Banks earmark more funds for NPLs

Loan-loss provisions see 11.14% increase

Commercial banks set aside more money for rising bad loans over the first nine months in a prudent move, while more provisions are expected in the final quarter amid the anaemic economic turnaround.

The 11 SET-listed banks set aside loan-loss provisions of 60.64 billion baht as of September, rising 11.14% from the end of 2013.

Only TMB Bank and Kiatnakin Bank had lower provisions. TMB added provisions of 825.14 million baht, down 30.95% from the end of December, while Kiatnakin Bank decreased its provisions by 0.84% to 1.67 billion baht.

TMB, the country's seventh-largest lender by assets, divested 3.3 billion baht worth of its non-performing loans (NPLs) in the second quarter.

At the other end of the scale, CIMB Thai Bank (CIMBT) set aside the highest provisions in terms of percentage. It used 1.41 billion baht for bad loans, a 67.45% surge from the end of December.

Bank of Ayudhya set aside the highest amount among its industry peers at 13.23 billion baht or 8.99% up from the end of last year.

For the first nine months, commercial banks' outstanding NPLs jumped 10.66% from the end of last year to 309.09 billion baht.
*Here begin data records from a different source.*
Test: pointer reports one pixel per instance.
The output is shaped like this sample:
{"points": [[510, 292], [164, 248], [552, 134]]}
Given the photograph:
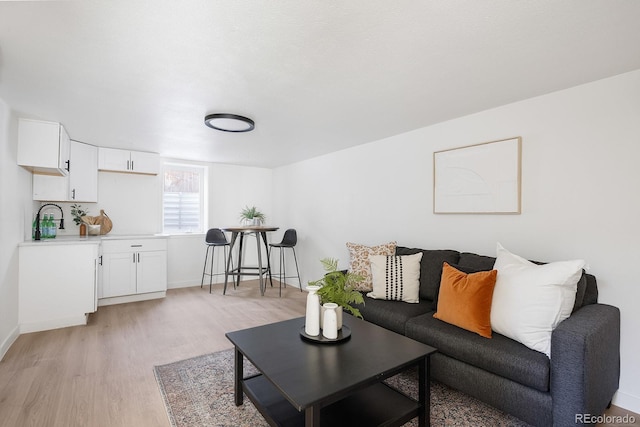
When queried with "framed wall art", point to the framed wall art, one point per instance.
{"points": [[478, 179]]}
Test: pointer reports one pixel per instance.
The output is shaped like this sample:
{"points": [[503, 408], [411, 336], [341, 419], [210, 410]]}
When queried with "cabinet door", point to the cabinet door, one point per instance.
{"points": [[112, 159], [56, 285], [118, 274], [81, 185], [83, 175], [43, 147], [148, 163], [49, 188], [152, 271]]}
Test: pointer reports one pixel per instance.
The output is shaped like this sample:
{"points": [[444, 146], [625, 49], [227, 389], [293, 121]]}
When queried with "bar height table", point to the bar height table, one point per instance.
{"points": [[239, 231]]}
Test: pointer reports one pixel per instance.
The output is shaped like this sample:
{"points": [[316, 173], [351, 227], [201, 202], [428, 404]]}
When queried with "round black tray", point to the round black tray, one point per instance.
{"points": [[343, 334]]}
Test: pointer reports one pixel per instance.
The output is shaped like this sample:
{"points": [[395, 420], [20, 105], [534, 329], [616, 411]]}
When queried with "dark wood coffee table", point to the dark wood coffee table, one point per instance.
{"points": [[302, 383]]}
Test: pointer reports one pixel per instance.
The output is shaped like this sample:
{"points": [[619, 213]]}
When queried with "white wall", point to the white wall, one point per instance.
{"points": [[15, 191], [579, 195]]}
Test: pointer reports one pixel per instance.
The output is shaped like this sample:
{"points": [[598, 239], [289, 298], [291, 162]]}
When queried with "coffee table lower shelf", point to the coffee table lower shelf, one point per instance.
{"points": [[376, 405]]}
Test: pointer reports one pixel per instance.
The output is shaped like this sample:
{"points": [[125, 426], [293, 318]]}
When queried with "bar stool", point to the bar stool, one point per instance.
{"points": [[289, 240], [215, 238]]}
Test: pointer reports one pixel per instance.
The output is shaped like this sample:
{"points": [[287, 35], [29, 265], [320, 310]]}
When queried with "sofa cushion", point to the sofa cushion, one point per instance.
{"points": [[591, 291], [530, 300], [392, 315], [477, 262], [359, 261], [465, 299], [499, 355], [431, 269], [483, 262], [396, 277]]}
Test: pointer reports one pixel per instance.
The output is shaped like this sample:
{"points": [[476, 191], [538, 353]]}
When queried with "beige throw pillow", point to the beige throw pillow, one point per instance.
{"points": [[359, 261]]}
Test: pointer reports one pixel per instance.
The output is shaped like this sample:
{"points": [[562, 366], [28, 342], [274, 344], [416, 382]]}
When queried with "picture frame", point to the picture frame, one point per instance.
{"points": [[482, 178]]}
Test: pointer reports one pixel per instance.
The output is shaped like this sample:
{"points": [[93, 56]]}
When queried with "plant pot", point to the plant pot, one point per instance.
{"points": [[338, 316]]}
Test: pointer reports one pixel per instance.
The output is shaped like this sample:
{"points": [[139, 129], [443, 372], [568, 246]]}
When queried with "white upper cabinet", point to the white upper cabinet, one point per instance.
{"points": [[43, 147], [81, 185], [115, 160]]}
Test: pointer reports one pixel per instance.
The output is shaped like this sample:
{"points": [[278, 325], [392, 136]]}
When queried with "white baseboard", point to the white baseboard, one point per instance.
{"points": [[131, 298], [8, 341], [53, 324], [627, 401]]}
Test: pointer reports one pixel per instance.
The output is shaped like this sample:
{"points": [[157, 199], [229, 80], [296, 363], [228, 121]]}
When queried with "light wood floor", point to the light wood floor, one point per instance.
{"points": [[102, 374]]}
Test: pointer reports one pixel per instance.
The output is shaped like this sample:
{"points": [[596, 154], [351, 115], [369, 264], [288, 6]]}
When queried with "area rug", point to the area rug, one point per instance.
{"points": [[199, 392]]}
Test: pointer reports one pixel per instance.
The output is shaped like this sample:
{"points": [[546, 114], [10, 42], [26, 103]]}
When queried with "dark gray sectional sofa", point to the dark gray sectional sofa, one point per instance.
{"points": [[580, 378]]}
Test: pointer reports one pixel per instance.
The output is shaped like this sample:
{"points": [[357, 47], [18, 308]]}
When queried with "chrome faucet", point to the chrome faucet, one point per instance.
{"points": [[38, 234]]}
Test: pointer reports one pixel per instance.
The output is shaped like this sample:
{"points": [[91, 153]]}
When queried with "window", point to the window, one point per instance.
{"points": [[184, 198]]}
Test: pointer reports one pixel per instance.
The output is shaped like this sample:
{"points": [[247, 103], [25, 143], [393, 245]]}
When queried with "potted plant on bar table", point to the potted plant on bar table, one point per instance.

The ratio also rose to 3.09% of the industry's total credit from 2.7%.

Kiatnakin Bank showed the largest percentage increase in outstanding NPLs, which soared 43.94% to 10.48 billion baht, while Krungthai Bank saw the biggest rise in its NPL amount of 67.46 billion, up by 11 billion baht or 19.50%.

Narongchai Wongthanavimok, CIMBT's chief financial officer, said the bank was set to introduce additional loan-loss provisions this quarter in line with the rising NPL trend.
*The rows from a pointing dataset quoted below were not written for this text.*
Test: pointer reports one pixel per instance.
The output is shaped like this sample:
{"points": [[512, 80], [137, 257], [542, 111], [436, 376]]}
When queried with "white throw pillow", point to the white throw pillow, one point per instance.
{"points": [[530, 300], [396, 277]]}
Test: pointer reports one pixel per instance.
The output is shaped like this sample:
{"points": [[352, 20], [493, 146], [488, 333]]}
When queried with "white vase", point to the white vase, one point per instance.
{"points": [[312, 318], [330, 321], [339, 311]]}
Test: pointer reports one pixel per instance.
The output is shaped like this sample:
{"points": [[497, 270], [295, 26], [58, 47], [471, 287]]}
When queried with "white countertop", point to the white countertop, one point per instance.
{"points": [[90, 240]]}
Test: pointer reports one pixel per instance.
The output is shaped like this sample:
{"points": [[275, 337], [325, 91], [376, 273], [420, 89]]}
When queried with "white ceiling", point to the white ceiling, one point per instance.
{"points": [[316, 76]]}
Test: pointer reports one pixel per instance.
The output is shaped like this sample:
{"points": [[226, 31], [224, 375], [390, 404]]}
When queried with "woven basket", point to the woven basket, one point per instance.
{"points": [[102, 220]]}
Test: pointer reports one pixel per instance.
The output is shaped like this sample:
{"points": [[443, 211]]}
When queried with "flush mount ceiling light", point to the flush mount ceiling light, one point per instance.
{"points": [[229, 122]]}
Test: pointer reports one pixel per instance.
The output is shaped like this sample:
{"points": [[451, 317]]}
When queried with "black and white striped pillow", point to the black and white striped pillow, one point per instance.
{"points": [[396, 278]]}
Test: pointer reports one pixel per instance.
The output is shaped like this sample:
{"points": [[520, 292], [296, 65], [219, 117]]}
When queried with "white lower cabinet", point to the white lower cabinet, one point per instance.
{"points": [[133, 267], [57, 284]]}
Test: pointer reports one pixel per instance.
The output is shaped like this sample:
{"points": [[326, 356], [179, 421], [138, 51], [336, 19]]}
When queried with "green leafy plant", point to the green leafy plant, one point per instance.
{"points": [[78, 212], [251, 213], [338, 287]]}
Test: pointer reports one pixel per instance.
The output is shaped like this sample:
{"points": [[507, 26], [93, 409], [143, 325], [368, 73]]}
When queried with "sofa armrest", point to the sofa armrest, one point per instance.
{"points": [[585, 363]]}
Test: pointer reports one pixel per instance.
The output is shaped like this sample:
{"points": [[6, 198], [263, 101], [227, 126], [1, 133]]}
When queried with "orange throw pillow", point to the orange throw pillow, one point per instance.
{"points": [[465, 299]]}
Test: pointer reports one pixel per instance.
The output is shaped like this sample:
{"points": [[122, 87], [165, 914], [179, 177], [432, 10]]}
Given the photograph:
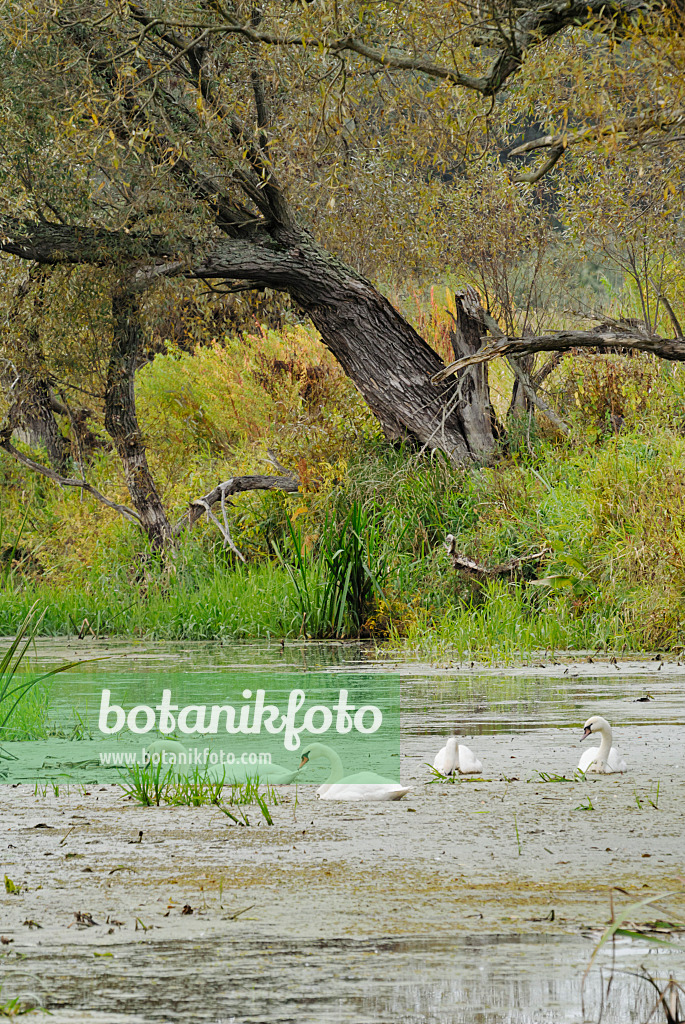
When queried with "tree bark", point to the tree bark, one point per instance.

The bank's provisions for the full-year will certainly be higher than last year, as its provisions at the end of September of 6 billion baht had already outpaced the 5.2 billion baht at the end of last year.

CIMBT's higher bad loans largely comprised unsecured retail loans and auto hire purchase. Economic uncertainty has taken a toll on borrowers' ability to repay debts, but NPLs have stabilised over the past two months.

Mr Narongchai said the bank aimed to keep its NPL ratio at about 3% by the end of this year and may sell off its bad loans. CIMBT disposed of some NPLs in 2012 but has since managed distressed loans by itself to retain its customer base.

"Potential resumption of NPL divestment is under consideration regarding business expansion opportunities, capital savings and reserve burden reduction," he said.

Jesada Techahusdin, an analyst at Maybank Kim Eng Securities (Thailand), said banks were expected to set aside additional loan-loss provisions in the final quarter. However, bad loans are expected to be stable this quarter, while lending could improve from the previous quarter on the back of better signs of economic recovery.